朝の音楽と「枯葉」
最近は、古いシャンソンのコンピレーションCDをよく聴いている。

一曲目は、イヴ・モンタンの有名な「枯葉」だ。
まだ真夏の盛りだというのに、早朝は少しずつ涼しくなってきた。もちろん、木々の葉はまだ青々としている。それでも、この曲を聴くと、季節はゆっくりと次へ向かっているのだと感じる。
思えば、「枯葉」という曲を意識したのは、キャノンボール・アダレイのアルバムだったような気がする。このジャズのアルバムは名盤中の名盤と言われていて、確か僕が生まれた年に発売されている。古いレコードが家にあって、それを覚えている。
解説は、ジャズ評論の大家・野口久光先生だったことも鮮明に覚えている。後年、レコード会社の社屋で先生をお見かけしたことがある。その姿には独特の風格があり、思わずしばらく見入ってしまった。言葉を交わしたのは、その後、一度だけお電話でお話しさせていただいたきりである。

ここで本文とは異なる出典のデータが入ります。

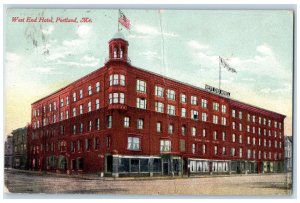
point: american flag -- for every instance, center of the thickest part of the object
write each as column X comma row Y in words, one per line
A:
column 124, row 21
column 226, row 65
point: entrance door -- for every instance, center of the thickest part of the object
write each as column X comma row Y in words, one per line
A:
column 165, row 168
column 109, row 164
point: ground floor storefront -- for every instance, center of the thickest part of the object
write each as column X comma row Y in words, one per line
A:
column 117, row 165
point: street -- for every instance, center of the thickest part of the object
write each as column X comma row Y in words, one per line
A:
column 251, row 184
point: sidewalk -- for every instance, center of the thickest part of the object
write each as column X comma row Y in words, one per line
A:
column 97, row 177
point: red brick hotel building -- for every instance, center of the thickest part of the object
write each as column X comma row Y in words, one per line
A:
column 122, row 120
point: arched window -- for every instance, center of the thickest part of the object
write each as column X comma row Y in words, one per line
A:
column 115, row 52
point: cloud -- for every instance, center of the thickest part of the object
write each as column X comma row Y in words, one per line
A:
column 150, row 54
column 196, row 45
column 149, row 31
column 83, row 31
column 48, row 30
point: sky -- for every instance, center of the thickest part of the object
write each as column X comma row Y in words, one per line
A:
column 40, row 58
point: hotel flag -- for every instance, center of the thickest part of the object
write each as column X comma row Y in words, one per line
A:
column 123, row 20
column 224, row 64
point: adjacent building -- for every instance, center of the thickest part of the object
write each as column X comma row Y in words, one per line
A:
column 19, row 138
column 8, row 152
column 123, row 120
column 288, row 149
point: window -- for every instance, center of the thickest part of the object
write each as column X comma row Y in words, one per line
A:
column 90, row 90
column 158, row 127
column 126, row 122
column 223, row 136
column 194, row 100
column 98, row 87
column 140, row 123
column 74, row 112
column 194, row 131
column 159, row 91
column 204, row 117
column 215, row 135
column 109, row 121
column 183, row 112
column 232, row 151
column 241, row 152
column 81, row 127
column 122, row 80
column 80, row 109
column 193, row 148
column 233, row 113
column 133, row 143
column 223, row 150
column 98, row 123
column 183, row 98
column 240, row 115
column 97, row 104
column 61, row 102
column 194, row 114
column 233, row 137
column 171, row 128
column 165, row 146
column 141, row 103
column 203, row 132
column 240, row 127
column 203, row 103
column 80, row 94
column 215, row 119
column 89, row 107
column 74, row 96
column 203, row 149
column 223, row 108
column 171, row 94
column 141, row 86
column 183, row 130
column 90, row 125
column 159, row 107
column 223, row 121
column 74, row 129
column 215, row 106
column 171, row 110
column 96, row 143
column 215, row 150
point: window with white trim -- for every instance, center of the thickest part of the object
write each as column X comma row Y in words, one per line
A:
column 183, row 98
column 215, row 119
column 165, row 146
column 90, row 92
column 159, row 91
column 194, row 100
column 140, row 123
column 215, row 106
column 183, row 112
column 171, row 94
column 140, row 86
column 194, row 114
column 98, row 87
column 171, row 110
column 133, row 143
column 126, row 122
column 159, row 107
column 141, row 103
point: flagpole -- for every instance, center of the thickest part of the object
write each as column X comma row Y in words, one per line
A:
column 219, row 73
column 118, row 20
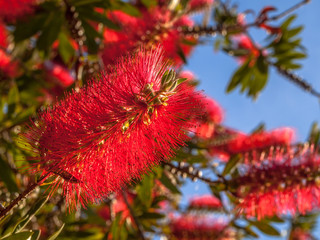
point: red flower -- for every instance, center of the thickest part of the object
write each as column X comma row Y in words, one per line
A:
column 154, row 26
column 301, row 234
column 276, row 188
column 115, row 129
column 194, row 227
column 205, row 202
column 262, row 144
column 199, row 4
column 3, row 36
column 213, row 115
column 13, row 9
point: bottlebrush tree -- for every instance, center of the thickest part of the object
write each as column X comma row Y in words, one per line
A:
column 101, row 125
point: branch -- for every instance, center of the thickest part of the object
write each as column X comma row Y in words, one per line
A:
column 288, row 11
column 297, row 80
column 77, row 33
column 189, row 171
column 197, row 31
column 24, row 194
column 136, row 221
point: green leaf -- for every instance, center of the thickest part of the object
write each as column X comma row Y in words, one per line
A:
column 149, row 3
column 265, row 228
column 29, row 215
column 78, row 3
column 288, row 21
column 126, row 8
column 27, row 29
column 57, row 233
column 13, row 99
column 36, row 235
column 144, row 189
column 250, row 232
column 294, row 31
column 66, row 50
column 97, row 17
column 168, row 184
column 314, row 134
column 231, row 164
column 19, row 236
column 238, row 76
column 152, row 215
column 51, row 31
column 91, row 35
column 7, row 176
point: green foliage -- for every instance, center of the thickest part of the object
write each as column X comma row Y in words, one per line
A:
column 49, row 35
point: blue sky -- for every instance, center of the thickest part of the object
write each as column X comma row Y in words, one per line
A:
column 281, row 103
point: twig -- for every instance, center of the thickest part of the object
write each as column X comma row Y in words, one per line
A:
column 77, row 33
column 288, row 11
column 24, row 194
column 191, row 172
column 136, row 221
column 297, row 80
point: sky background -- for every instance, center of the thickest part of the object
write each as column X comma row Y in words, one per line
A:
column 281, row 103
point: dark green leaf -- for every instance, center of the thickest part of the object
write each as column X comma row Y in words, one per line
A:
column 287, row 22
column 97, row 17
column 91, row 35
column 265, row 228
column 6, row 175
column 36, row 235
column 144, row 190
column 27, row 29
column 29, row 215
column 238, row 76
column 13, row 99
column 152, row 215
column 50, row 31
column 168, row 184
column 66, row 50
column 314, row 134
column 126, row 8
column 231, row 164
column 19, row 236
column 56, row 234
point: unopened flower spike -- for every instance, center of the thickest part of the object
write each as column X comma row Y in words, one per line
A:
column 113, row 130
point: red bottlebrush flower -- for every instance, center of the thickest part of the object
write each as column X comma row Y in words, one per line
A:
column 3, row 36
column 154, row 26
column 113, row 130
column 194, row 227
column 300, row 234
column 8, row 68
column 277, row 188
column 59, row 74
column 104, row 213
column 270, row 29
column 258, row 145
column 196, row 5
column 205, row 202
column 13, row 9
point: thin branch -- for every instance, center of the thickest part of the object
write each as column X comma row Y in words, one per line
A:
column 136, row 221
column 297, row 80
column 288, row 11
column 77, row 33
column 24, row 194
column 192, row 173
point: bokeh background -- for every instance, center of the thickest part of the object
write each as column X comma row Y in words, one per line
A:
column 281, row 103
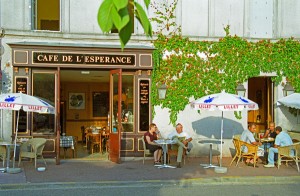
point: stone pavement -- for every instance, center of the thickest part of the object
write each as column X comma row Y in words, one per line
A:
column 76, row 171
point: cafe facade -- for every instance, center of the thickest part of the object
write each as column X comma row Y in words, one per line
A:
column 90, row 86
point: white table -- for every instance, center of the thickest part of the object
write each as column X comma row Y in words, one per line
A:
column 210, row 142
column 164, row 143
column 8, row 145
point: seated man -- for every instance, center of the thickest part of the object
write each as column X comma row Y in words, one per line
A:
column 182, row 139
column 282, row 139
column 247, row 136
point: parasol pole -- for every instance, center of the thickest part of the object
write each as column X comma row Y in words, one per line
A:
column 221, row 140
column 15, row 146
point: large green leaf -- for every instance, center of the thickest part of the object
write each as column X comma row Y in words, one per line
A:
column 142, row 17
column 104, row 16
column 147, row 2
column 124, row 19
column 125, row 34
column 120, row 4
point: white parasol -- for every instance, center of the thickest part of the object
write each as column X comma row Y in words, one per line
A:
column 28, row 103
column 225, row 102
column 292, row 101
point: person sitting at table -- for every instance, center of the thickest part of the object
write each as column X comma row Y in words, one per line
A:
column 282, row 139
column 247, row 136
column 149, row 137
column 270, row 132
column 182, row 139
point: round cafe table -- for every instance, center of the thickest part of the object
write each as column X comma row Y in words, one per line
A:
column 210, row 142
column 265, row 142
column 8, row 169
column 164, row 143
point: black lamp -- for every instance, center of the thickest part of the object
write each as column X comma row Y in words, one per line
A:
column 240, row 90
column 162, row 91
column 288, row 89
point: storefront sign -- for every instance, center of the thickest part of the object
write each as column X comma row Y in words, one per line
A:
column 21, row 85
column 95, row 59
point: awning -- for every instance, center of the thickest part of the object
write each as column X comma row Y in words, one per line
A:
column 292, row 101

もちろん、仕事では、自分が勤めていた会社からイヴ・モンタンのアルバムを発売していたので、シャンソンのことは昔から知っていた。そして、多くの人にとって「枯葉」といえば、やはりイヴ・モンタンなのではないだろうか。
あらためて聴くイヴ・モンタンの「枯葉」は実に素晴らしい。語るように歌いながら、一曲だけでシャンソンという世界へ自然に導いてくれる。今回は、そのシャンソン全体ではなく、「枯葉」という一曲だけに目を向けてみたい。
そして、もう一つ。
自分は六十八歳になった。
ありがたいことに、体力の衰えはほとんど感じていない。朝になれば走り、旅にも出る。それでも、鏡に映る自分は、もう青葉ではない。間違いなく、枯れゆく葉の側にいる。
だから、この曲に惹かれるのだと思う。
人は、季節を自分の人生に重ね合わせる。
若い頃は春や夏に心が向いていた。生命が満ち、未来へ伸びていく季節だ。しかし、今は違う。
秋がいい。
秋には静けさがある。成熟がある。そして、余韻がある。
「枯れる」という言葉も悪くない。そこには終わりだけではなく、自然の循環が含まれている。枯れるとは、やがて土へ還るということでもある。
もちろん、少し寂しさはある。
しかし、その寂しささえ、美しいと思える年齢になった。
さて、「枯葉」という曲も実に不思議な存在だ。
フランス語の原題は Les Feuilles mortes。直訳すれば「枯れた葉」、つまり「枯葉」である。アメリカでは Autumn Leaves(秋の葉) というタイトルになり、日本では「枯葉」と訳された。
日本語の「枯葉」という響きは、なんと美しいことだろう。
そして、この曲はアメリカでジャズ・スタンダードとして新しい人生を歩み始めた。
シャンソンでは詩が人の心を打つ。しかしジャズでは、歌詞がなくても旋律だけで人を魅了する。
ビル・エヴァンスは同じアルバムで「Autumn Leaves」をふたつ収録している。同じ曲でありながら、まるで違う景色を見せてくれる。
それだけ懐の深い曲なのだろう。


今日は、イヴ・モンタンからビル・エヴァンスまで、さまざまな「枯葉」を聴いている。まだまだある。ディジー・ガレスピーにもある。
季節はまだ夏だ。
それでも、僕の心には、少しだけ秋の風が吹いている。